I recently had this conversation with Reg, who I will absolutely admit is a wonderful husband and father, about Flannery, who is a lovely child made from equal parts sugar and spite, that really kind of sums up where I am on the whole parenting spectrum right now. Spoiler Alert!! Parenting changes as kids change and as you change. Huh. Yup, it's a dynamic process that sometimes makes you long for those halcyon days of absolute surety. I know for a fact there were things that I felt solid to my very bones about when we had Emerson and he was new and we were new. Those carved in stone ideas are some of the first things thrown out the window in a postpartum fit of sleep deprived, hormonal rage. Then the second kid comes along and parenting, for at least a short time, is cobbled together bits of survivalist nonsense. And I won't go on about having a third child (which I believe to be the gateway child) or more. You are asking for it when you move from man to man and into zone defense. But eventually parenting hits an even stride with the occasional speed bump. Of course, every once in a while, I realize that between the cobbling together and the even stride, maybe some lesson wasn't learned or this little phase needs some direction back to the norm or I just can't take it anymore.

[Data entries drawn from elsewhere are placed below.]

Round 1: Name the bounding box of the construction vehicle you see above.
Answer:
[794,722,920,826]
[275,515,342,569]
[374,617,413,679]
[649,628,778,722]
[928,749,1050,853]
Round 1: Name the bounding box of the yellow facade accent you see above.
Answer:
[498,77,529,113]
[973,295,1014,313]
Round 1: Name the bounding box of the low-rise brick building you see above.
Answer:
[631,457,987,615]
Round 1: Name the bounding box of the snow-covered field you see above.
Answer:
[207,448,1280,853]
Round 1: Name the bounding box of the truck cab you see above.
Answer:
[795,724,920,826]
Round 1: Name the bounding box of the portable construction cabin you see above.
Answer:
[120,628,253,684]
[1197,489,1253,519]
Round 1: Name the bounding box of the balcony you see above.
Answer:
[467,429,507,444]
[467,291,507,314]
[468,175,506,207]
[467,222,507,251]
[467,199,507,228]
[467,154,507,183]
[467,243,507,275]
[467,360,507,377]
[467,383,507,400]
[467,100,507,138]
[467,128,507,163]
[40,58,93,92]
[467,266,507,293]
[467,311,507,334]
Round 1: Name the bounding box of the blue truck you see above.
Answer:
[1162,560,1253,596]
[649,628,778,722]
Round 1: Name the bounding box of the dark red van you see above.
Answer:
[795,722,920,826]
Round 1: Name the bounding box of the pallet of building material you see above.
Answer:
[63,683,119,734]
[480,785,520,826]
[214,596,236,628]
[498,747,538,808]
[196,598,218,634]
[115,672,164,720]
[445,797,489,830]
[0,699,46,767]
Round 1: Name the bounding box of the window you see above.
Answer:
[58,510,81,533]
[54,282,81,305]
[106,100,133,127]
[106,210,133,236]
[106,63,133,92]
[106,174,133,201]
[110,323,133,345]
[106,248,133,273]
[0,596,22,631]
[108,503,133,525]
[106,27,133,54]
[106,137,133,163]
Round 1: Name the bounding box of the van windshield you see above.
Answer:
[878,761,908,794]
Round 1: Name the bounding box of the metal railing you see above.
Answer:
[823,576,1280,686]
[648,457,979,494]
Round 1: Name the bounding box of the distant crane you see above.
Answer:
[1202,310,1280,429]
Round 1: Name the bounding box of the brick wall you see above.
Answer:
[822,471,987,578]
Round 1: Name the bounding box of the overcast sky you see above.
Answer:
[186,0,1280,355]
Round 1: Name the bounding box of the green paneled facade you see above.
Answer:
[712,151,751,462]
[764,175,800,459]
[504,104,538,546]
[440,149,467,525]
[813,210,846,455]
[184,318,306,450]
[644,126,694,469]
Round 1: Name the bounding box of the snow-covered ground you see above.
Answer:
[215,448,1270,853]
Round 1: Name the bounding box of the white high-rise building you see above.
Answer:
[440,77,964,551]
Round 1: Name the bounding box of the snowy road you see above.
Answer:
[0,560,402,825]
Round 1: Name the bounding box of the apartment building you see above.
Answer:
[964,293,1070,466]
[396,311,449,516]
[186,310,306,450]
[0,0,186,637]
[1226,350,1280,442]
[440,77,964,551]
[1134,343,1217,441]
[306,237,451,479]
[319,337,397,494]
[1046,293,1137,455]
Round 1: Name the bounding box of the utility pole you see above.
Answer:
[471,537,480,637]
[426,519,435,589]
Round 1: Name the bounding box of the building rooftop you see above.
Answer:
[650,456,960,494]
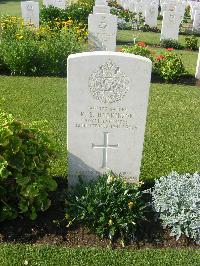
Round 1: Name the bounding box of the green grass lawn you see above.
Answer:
[0,76,67,176]
[0,76,200,182]
[0,245,200,266]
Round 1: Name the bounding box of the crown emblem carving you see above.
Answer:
[88,59,130,104]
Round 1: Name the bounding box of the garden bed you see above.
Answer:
[0,181,199,249]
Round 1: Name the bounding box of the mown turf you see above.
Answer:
[0,76,67,176]
[0,245,200,266]
[141,84,200,180]
[117,30,200,48]
[0,76,200,180]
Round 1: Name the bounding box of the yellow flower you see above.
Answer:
[108,219,113,226]
[128,201,134,210]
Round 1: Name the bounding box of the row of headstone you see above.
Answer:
[21,1,40,27]
[43,0,66,9]
[88,0,117,51]
[160,11,181,41]
[118,0,159,27]
[189,1,200,31]
[118,0,190,40]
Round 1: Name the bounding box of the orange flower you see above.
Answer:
[137,42,146,47]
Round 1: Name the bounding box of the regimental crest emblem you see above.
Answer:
[88,59,130,104]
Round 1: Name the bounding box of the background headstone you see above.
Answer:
[160,11,181,41]
[43,0,66,9]
[195,48,200,80]
[67,52,152,185]
[88,1,117,51]
[21,1,39,27]
[145,2,158,27]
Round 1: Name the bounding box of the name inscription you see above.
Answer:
[75,106,136,130]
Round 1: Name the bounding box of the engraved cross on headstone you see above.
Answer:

The morning started as usual and I'm pretty sure it was Flannery's insistence on weather inappropriate footwear that sent me over the edge. It doesn't matter. Sometimes you have to dig in to win an argument on principle and possibly out of sheer antagonism. But mostly out of principle. So I told Flannery how she needed to change her shoes because sandals (even with socks on) are not going to keep her warm and dry in the winter rain that makes up anywhere from 4-6 months of Portland's year. Please notice that I told her what to change and WHY. Because she did not like my stance, she started on her melodramatic, Oh Woe is Me tirade of I don't have ANYTHING to wear and I don't like ANYTHING in my closet. There were tears and slamming doors and very passive aggressive yet strangely loud sighs from her room downstairs. And something in me snapped (which is also a very melodramatic way to put it since much of this scene happens on a pretty regular basis) and I got a glimpse of our teenage future. I turned to my dear husband and told him:
Listen to me closely. You are either with me or against me. It's time to choose sides and you had better choose wisely. The teenage years are coming. I think it will get worse before it gets better and you are going to want me in your corner. Think about how hard she'll fight for some teeny tiny mini skirt or if bare midriffs make a very unfortunate return. If she wins this one, she'll think we're weak on wardrobe battles. We need to nip this in the bud now. So, focus. I want you to go downstairs to talk to Flannery. And you had better back me up because if she comes upstairs with sandals and you claim it's a compromise, it is every man for himself. Look at me. I'm not kidding.
Maybe it wasn't my finest hour but it was a very honest communication between a husband and wife and that is something that I do feel makes for good parenting. Well, that and some good old fashioned spite.